The '80s were marked by studios giving producers a lot of money to crank out whatever populist entertainment they could. By the end of the decade, production costs were spiraling upward at an alarming rate. When Days of Thunder's budget ballooned from about $35 million to something like $70 million (reports vary, and Hollywood accounting is notoriously secretive and unreliable), execs at Paramount got nervous. When the film's box office barely covered its production, marketing, and distribution costs, they got serious, severing the five-year deal with Simpson and Bruckheimer that they'd inked less than a year earlier. (The duo's previous films, including Flashdance, Beverly Hills Cop, and Top Gun, had been cash cows, but enough was enough.) The producers landed on their feet elsewhere and went on to make The Ref, Bad Boys, Crimson Tide, Dangerous Minds, and The Rock before Simpson's death in 1996.

12. AS YOU'D EXPECT, THE RACING SCENES WERE FILMED WITH THE CARS GOING MUCH SLOWER THAN THEY USUALLY WOULD: ONLY 120 MPH.

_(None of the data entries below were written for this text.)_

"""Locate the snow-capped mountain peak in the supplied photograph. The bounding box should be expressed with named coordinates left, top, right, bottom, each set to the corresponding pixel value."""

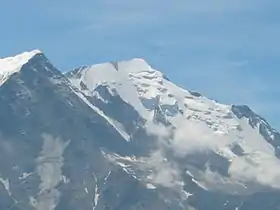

left=0, top=50, right=42, bottom=85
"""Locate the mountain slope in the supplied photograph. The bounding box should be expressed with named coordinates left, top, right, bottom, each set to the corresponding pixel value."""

left=66, top=59, right=280, bottom=209
left=0, top=50, right=280, bottom=210
left=0, top=50, right=179, bottom=210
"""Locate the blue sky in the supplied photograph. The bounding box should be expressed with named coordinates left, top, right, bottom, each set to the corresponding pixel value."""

left=0, top=0, right=280, bottom=130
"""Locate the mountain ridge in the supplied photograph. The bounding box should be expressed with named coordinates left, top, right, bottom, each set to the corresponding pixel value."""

left=0, top=50, right=280, bottom=210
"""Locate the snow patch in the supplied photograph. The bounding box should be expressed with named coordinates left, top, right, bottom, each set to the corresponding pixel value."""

left=0, top=50, right=41, bottom=85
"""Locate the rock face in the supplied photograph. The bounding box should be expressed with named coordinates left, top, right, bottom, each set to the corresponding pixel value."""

left=0, top=51, right=280, bottom=210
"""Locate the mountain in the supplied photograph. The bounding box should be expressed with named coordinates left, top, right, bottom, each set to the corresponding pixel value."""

left=0, top=50, right=280, bottom=210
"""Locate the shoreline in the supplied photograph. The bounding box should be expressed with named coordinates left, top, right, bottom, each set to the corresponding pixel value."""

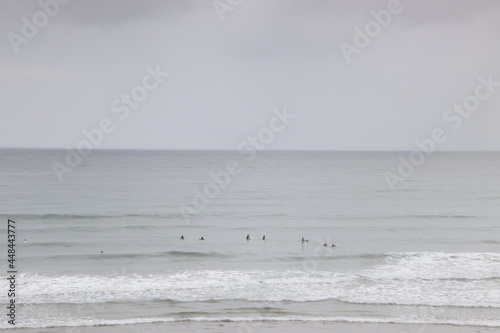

left=7, top=321, right=500, bottom=333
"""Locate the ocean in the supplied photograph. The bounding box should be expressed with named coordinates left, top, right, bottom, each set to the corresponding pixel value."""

left=0, top=149, right=500, bottom=332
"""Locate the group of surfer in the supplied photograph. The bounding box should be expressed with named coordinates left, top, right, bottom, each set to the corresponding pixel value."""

left=181, top=234, right=337, bottom=247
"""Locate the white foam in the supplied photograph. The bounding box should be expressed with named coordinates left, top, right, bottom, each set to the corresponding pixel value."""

left=0, top=316, right=500, bottom=329
left=0, top=253, right=500, bottom=307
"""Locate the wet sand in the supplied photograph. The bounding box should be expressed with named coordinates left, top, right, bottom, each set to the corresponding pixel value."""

left=8, top=322, right=500, bottom=333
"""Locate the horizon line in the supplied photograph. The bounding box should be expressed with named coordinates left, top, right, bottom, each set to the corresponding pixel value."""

left=0, top=147, right=500, bottom=153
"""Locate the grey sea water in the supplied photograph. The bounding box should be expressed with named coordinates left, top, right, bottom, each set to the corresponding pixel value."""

left=0, top=150, right=500, bottom=328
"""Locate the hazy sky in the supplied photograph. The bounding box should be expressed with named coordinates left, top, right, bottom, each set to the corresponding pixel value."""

left=0, top=0, right=500, bottom=150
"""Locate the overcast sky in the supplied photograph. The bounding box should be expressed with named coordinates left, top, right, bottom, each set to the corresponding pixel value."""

left=0, top=0, right=500, bottom=150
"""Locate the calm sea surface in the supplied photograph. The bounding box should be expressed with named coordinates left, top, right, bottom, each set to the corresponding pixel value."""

left=0, top=150, right=500, bottom=329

That's down from the 200 miles per hour those cars would do in a real race. And still, even at a reduced speed, the work was dangerous. Tony Scott told The New York Times, "There's a major crash in the middle of the movie at speeds of 120 to 140 miles an hour manned by stunt drivers. Things happen to metal at 140 miles an hour that don't happen at 60 miles an hour." Despite that, Scott boasted that the total on-set injuries for the entire production only added up to 13 stitches.

13. TOM CRUISE'S INEXPERIENCE WITH STOCK CARS DESTROYED A $100,000 CAMERA.

Early in the shoot, NASCAR driver Hut Stricklin, hired as a consultant and stunt driver, told Cruise that stock cars are built to turn left. "He didn't really know what I was talking about," Stricklin later recalled. Cruise figured it out soon enough when he turned left without trouble, then tried going back to the right and spun out. The car grazed a track wall, destroying an expensive camera that had been attached to the right side of the vehicle. "[He] understood then," Stricklin said. "Too bad he had to kill a $100,000 camera." (By the way, Stricklin said he got paid more for the Days of Thunder job—for which he was a contractor, not even mentioned in the credits—than he “ever thought about making driving.”)

14. IT WOULDN'T HAVE HAPPENED WITHOUT NASCAR'S SUPPORT.

The National Association for Stock Car Auto Racing truly has national popularity now, but in 1990, it was mostly a regional thing, big in the Southeast quadrant of the U.S. and small everywhere else. Simpson and Bruckheimer needed NASCAR's full cooperation if the film was to be authentic, and the association's president, Bill France Jr., was noncommittal at first. He got onboard when Simpson convinced him that the film would show the public that NASCAR was a high-tech, professional sport. From then on, NASCAR's support was full and unconditional, even allowing producers to enter movie cars in the real Winston Cup (now Sprint Cup Series) races, including the 1990 Daytona 500.

15. THE SCENE WHERE NASCAR BOSS BIG JOHN THREATENS TO FIRE TRICKLE AND BURNS IF THEY BUMP EACH OTHER ON THE TRACK AGAIN—THEN FORCES THEM TO DRIVE TO DINNER TOGETHER—WAS BASED ON A REAL INCIDENT WITH GEOFF BODINE AND DALE EARNHARDT. 

Bodine and Earnhardt did not, however, destroy two rental cars in the process. But such shenanigans were attributed to 1950s racers Curtis Turner and Joe Weatherly, who were the Cole Trickles of their day.